Examples of LEDs based on various semiconductor compounds. Unfortunately, however, the growth of InN thin films with sufficient quality has been difficult. Wei Liu at A*STAR's Institute of Materials Research and Engineering and co-workers have now developed a growth technique and layer design that overcomes previous fabrication problems with InN LEDs ("The effects of cap layers on electrical properties of indium nitride films").

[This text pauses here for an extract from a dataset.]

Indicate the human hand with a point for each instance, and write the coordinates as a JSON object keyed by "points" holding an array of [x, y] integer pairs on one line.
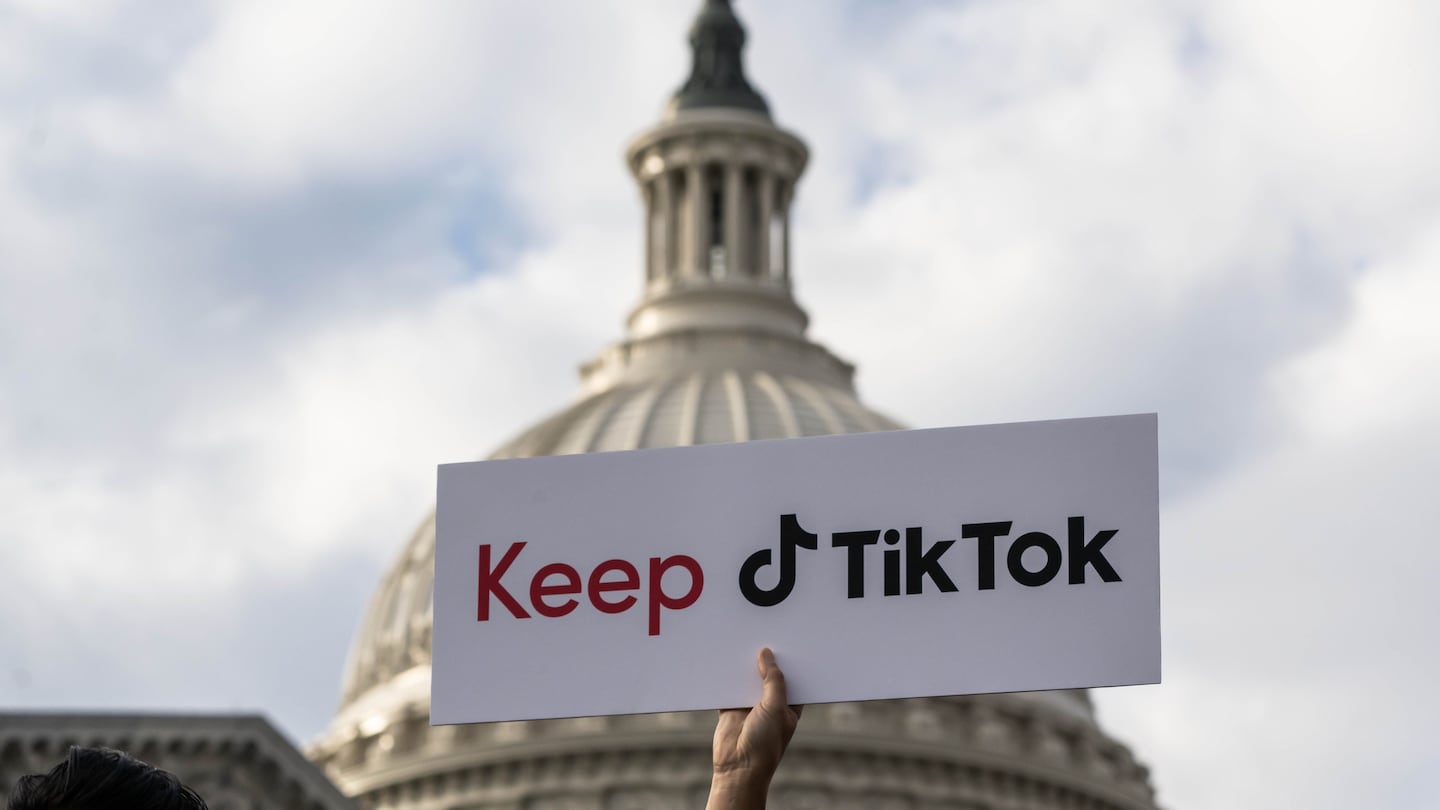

One of the problems in growing high-quality InN thin films is the development of electrical charge on the surface of samples during growth. All LEDs contain a p–n junction comprising two neighboring regions—one with a surplus of negative charge and one with a surplus of positive charge. The surface charge compensates for charge at the p–n junction, and also leads to defects that slow down the electrons as they move through the InN film. Both effects are detrimental to the operation of LEDs.
The researchers have now discovered a solution to this problem. "We have demonstrated that a cap layer is able to overcome this problem," says Liu. The problem with charge accumulation is limited to InN, so a very thin cap layer made from another nitride semiconductor such as SiN, GaN or ZnN is sufficient to prevent the development of surplus electrical charge.
|The impact of the cap layer on the sample quality is significant. An example is the transport of electrons. With the cap layer, the electrons move more than 100 times faster through the InN, promising significant performance enhancements for LEDs and other electronic devices.
|The realization of efficient InN LEDs will make it possible to achieve complete coverage of the visible spectrum using nitride-based semiconductors. "This means that group-III nitrides can completely replace gallium arsenide and indium phosphide as materials for yellow, red and infrared LEDs," says Liu. The advantage is that LEDs of all colors can be grown on the same chip in a single growth process. In addition, according to Liu this has considerable environmental benefits. "Gallium arsenide and indium phosphide are toxic materials and the precursors used for their growth are also toxic. GaN, AlN and InN, on the other hand, are environmentally friendly materials."